Eğitimi sadece okula indirgemek, öğretimi sadece öğretmenlerin omuzuna bir yük olarak bırakmak büyük yanılgı. Toplumu eğitmek ve öğretmen sadece öğretmenlerin değil hepimizin sorunudur ve sorumluluğudur. Önce kendimizden sonra en yakınımızdaki kardeşlerimizden, anne babalarımızdan başlayarak komşularımızı, iş arkadaşlarımızı, temas kurduğumuz toplumun diğer fertlerini duruşumuzla, ahlakımızla, fikirlerimizle, vicdanımızla etkilemeli, onlara “doğru insan doğru toplum” olma ruhunu kazandırmaya çalışmalıyız.

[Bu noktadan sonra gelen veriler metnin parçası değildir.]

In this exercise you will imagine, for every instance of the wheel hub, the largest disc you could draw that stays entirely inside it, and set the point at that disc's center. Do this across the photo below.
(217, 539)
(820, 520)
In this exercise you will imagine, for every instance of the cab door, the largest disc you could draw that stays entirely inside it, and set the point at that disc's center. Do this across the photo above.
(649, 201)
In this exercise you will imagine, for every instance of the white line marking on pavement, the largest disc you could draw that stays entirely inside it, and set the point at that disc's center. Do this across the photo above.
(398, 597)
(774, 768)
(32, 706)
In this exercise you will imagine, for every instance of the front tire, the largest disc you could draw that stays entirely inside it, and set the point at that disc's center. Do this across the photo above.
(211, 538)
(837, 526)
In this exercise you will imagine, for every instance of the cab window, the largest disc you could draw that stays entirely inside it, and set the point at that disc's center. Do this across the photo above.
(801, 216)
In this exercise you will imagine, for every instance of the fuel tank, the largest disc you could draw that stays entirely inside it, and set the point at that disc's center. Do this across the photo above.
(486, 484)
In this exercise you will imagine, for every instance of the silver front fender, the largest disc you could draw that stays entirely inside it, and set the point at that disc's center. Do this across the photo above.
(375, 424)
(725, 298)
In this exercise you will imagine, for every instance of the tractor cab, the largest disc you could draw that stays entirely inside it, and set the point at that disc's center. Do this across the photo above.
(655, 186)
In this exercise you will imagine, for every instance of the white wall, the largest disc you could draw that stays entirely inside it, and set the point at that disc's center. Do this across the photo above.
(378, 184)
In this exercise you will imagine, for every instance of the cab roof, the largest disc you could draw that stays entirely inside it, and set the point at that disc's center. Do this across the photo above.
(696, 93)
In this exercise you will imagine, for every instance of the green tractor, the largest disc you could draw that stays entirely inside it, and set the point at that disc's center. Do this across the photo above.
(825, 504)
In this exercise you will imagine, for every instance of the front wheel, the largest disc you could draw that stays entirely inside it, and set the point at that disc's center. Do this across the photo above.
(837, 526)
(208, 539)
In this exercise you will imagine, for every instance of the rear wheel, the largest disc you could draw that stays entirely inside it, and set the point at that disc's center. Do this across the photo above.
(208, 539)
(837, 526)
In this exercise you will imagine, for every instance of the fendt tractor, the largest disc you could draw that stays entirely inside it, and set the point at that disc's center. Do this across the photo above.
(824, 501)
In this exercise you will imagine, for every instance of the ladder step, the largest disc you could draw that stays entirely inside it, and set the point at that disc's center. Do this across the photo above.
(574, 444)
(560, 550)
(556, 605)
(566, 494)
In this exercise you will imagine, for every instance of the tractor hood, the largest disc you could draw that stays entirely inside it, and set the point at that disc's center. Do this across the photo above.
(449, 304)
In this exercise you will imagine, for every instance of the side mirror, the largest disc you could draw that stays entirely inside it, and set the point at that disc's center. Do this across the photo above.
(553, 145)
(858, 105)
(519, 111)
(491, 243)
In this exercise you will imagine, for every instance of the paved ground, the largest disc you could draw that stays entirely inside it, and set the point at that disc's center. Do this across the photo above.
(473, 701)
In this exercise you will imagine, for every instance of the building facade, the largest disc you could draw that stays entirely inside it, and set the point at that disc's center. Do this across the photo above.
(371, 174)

“Lütfen ben bu toplumda sadece bir bireyim ve elimden ne gelebilir ki?” diye düşünmeden eğitimi kendimize dert edinip geceli gündüzlü çalışalım. Bir mıh bir nalı bir nal bir atı bir at bir komutanı bir komutan bir vatanı kurtarabilir sözünü asla unutmayalım. Belki biz kendimizi değiştirerek bu ülkenin eğitim sistemini dünyaya rol model olacak bir hale gelmesini sağlayabilir ve bu ülkenin çocuklarının yarınlarını kurtarabiliriz. Önce kendimize inanalım ve önce değişime kendimizden başlayalım.

Ben bu inanca sahibim ve bu değişime varım. Ya siz?